Attenzione!!! Nessun allarme e nessuna catastrofe. Ma attenzione si. Perché un punto in 3 partite è pochino, perché da 180 e passa minuti non si fa gol, perché al primo tiro gli altri lo fanno e perché dietro ci si muove e noi restiamo fermi. Per cui… attenzione! Sinceramente almeno il minimo sindacale di un punto da Sambiase, me lo aspettavo. Specie dopo avere visto la partita con la Reggina e l’autorevolezza mostrata soprattutto nel secondo tempo nel mettere sotto il moloc amaranto. Invece partenza in salita tipo Tourmalet con il gol preso dopo 240 secondi e niente da fare pur avendo avuto almeno 5 (ma forse pure 6) “nitide palle gol” come si diceva e si scriveva quando Mark Zuckerberg era solo un simpatico studentello…

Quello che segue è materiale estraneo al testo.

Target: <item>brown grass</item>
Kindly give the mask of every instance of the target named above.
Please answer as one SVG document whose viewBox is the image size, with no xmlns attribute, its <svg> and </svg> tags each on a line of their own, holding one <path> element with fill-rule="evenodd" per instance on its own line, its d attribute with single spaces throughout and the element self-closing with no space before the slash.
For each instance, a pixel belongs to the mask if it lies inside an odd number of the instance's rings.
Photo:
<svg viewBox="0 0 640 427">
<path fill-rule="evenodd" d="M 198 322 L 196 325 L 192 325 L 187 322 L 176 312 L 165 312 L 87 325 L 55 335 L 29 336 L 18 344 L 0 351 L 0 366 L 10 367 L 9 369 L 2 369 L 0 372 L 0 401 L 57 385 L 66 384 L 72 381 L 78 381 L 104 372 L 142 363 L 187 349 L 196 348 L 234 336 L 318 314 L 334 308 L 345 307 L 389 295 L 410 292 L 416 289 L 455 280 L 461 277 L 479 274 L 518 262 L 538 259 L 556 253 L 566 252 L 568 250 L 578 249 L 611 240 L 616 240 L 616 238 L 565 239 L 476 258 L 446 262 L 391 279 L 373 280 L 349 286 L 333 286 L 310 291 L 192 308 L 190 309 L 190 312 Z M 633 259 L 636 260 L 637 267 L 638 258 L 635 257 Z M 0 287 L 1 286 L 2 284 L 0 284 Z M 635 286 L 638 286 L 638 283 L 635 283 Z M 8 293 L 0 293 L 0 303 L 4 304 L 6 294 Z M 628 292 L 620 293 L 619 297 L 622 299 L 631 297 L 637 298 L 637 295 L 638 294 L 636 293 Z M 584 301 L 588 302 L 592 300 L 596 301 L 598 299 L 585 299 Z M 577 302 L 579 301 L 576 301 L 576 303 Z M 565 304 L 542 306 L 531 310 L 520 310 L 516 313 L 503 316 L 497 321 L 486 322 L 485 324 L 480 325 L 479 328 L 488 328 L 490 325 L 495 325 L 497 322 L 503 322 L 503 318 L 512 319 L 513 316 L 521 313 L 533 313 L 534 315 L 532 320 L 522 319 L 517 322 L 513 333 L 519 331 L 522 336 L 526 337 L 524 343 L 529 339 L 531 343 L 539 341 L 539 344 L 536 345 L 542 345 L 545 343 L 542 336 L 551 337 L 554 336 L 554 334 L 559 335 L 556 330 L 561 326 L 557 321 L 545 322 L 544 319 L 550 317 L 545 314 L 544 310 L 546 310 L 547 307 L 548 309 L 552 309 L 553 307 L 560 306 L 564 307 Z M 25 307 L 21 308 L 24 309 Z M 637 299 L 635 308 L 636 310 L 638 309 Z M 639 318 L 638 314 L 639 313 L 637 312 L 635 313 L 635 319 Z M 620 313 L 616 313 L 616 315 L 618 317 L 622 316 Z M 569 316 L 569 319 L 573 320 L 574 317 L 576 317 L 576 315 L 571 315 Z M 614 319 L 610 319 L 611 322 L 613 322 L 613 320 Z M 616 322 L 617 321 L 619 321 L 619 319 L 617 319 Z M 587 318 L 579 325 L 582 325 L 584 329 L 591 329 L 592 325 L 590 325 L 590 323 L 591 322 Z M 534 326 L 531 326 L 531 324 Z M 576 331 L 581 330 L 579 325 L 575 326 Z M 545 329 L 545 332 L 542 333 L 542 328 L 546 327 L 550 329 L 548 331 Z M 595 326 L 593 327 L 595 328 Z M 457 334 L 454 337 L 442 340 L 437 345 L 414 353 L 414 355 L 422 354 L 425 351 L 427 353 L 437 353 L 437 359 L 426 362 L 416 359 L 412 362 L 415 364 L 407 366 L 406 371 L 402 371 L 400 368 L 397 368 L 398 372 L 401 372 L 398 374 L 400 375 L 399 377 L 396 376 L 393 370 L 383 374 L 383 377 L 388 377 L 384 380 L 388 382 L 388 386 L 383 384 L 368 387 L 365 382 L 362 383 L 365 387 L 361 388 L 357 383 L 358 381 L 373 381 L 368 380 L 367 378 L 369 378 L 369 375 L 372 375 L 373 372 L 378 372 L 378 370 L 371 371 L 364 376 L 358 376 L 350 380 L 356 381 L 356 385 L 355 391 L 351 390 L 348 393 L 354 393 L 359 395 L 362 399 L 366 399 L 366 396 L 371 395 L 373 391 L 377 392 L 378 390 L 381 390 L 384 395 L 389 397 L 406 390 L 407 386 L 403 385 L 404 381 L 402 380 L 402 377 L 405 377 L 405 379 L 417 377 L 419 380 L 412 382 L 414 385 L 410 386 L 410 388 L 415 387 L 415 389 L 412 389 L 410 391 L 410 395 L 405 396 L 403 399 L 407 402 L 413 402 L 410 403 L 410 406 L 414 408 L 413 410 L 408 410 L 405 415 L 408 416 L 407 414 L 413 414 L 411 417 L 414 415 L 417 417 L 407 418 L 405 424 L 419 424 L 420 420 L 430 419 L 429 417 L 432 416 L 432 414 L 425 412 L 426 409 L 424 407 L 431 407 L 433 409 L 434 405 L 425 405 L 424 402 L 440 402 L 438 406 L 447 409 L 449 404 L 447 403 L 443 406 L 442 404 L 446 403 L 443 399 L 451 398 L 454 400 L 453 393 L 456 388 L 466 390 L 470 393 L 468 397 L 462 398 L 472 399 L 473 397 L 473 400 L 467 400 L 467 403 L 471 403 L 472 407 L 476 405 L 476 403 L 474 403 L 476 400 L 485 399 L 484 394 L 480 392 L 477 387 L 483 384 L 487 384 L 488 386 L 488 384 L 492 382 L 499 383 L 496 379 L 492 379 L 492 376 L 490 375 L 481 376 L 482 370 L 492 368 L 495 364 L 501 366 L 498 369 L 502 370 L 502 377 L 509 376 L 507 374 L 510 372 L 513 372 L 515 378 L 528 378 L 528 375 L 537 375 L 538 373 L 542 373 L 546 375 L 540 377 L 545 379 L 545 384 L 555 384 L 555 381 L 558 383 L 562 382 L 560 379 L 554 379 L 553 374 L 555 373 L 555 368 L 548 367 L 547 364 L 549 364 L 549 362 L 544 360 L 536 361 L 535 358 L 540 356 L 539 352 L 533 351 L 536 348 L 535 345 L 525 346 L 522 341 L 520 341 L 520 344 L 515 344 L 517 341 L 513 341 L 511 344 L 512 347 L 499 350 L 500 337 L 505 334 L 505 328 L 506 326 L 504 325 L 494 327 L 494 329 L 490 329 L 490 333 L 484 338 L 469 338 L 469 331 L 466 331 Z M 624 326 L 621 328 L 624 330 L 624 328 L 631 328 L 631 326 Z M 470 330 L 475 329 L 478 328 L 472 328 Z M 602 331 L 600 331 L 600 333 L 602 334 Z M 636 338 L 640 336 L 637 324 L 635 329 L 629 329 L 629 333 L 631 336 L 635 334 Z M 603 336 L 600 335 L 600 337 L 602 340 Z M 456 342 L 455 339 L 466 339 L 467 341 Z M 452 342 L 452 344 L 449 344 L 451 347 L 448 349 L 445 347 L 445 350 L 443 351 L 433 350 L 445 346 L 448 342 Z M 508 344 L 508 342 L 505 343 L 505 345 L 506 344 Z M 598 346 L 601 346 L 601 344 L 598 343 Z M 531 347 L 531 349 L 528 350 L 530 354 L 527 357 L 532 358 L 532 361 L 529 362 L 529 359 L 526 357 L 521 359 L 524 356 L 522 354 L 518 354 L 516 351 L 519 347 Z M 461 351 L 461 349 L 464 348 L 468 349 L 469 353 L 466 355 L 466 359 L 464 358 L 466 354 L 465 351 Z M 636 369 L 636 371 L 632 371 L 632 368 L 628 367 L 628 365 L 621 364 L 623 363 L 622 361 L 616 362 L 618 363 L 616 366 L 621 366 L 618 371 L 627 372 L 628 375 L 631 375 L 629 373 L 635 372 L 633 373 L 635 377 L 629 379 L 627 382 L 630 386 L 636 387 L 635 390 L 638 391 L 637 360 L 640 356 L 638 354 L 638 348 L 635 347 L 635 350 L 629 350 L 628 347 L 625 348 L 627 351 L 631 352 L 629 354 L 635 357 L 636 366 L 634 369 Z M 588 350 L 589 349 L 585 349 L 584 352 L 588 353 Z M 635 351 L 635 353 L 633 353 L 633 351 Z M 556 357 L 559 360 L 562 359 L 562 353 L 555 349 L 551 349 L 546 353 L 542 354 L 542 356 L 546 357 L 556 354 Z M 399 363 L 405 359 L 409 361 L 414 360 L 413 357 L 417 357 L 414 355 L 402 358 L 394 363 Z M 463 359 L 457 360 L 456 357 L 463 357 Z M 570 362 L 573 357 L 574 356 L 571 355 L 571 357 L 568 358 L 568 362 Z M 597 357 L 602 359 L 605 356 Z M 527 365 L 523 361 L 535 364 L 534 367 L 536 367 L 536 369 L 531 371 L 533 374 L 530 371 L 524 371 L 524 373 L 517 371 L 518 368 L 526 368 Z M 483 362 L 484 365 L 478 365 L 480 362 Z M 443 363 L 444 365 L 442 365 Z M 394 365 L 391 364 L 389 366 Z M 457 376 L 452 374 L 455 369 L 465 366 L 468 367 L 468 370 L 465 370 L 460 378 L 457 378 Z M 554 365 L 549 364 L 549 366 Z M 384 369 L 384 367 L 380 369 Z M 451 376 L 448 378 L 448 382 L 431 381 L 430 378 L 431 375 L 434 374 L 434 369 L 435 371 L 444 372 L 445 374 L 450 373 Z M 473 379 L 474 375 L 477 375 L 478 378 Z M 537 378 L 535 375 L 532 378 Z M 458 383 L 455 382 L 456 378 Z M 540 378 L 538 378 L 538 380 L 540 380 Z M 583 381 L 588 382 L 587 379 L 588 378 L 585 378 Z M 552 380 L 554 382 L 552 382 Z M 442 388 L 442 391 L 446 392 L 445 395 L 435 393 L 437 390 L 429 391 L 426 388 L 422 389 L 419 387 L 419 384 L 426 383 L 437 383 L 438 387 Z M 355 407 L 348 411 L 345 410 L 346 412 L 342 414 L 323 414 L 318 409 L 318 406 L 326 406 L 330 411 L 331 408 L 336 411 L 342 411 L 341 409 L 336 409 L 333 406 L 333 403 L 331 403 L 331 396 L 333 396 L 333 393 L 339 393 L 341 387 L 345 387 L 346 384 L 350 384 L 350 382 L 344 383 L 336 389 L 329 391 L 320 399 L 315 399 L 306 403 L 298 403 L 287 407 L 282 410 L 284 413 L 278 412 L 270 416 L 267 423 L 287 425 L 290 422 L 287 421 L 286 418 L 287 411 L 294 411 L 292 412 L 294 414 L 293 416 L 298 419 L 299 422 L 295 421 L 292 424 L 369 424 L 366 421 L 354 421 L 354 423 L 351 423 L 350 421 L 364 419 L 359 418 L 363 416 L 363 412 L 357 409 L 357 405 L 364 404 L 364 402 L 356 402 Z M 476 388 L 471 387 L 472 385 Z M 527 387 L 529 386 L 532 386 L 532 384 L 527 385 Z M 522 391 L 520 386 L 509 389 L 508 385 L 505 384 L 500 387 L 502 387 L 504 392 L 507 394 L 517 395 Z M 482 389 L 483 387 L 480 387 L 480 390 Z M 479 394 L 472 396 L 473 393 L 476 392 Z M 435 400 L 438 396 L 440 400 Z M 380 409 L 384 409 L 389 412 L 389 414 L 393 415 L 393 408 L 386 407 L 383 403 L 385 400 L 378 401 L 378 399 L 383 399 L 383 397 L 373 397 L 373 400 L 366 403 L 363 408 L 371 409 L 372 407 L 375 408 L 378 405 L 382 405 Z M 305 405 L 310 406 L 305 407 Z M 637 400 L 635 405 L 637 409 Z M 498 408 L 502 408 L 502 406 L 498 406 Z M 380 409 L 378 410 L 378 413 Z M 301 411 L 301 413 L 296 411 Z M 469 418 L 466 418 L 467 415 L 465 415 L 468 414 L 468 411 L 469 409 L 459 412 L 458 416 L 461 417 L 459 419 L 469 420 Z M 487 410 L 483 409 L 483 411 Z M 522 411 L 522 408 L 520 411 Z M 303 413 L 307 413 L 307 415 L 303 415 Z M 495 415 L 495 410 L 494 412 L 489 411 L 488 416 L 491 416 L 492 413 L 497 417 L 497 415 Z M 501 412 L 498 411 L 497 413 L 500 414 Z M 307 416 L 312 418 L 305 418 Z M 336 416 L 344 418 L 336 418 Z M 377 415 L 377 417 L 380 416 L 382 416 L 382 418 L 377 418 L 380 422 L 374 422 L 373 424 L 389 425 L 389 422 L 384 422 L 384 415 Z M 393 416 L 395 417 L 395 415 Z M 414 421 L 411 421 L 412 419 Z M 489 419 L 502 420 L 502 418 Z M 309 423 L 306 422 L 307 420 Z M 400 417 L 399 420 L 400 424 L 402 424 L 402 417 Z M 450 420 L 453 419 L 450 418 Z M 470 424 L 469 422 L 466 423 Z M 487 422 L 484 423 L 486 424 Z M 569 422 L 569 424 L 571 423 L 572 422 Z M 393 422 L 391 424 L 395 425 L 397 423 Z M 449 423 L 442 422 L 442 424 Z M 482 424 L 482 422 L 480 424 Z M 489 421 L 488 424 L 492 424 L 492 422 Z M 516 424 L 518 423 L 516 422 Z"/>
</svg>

Era nero Filippo Raciti a fine gara. Nero perché sbagliare troppo spesso nei 16 metri avversari fa male, perché quel campo è tutto tranne che un terreno dove fare calcio e perché lui, a perdere, non ci sta manco a pari e dispari. Chiama in causa la cattiveria Filippo Raciti. La cattiveria che vuole lui non è picchiare gli avversari ma quella che bisogna avere quando hai l’occasione per fargli male nel senso di fare gol. E questa latita troppo. Gli piace l’impegno, gli piace il gioco, gli piace vedere che ci si prova ma gli piacerebbe di più che poi ci si riesce. Il sorriso gli è tornato solo quando ha guardato al domani perché lui la crescita la vede e Sambiase l’ha definito solo “un incidente di percorso”. Ok mister, mi hai convinto. E d’altronde ricordo quando, un annetto fa più o meno di questi tempi, assieme al tuo capitano di alloro Floro Valenca, dopo la sconfitta di Avola –più o meno come questa lametina– dicesti “tranquilli, il campionato lo vinciamo noi”. Quel Modica aveva 4 punti in 3 partite e 5 in meno proprio dell’Avola. E poi sappiamo bene come andò a finire…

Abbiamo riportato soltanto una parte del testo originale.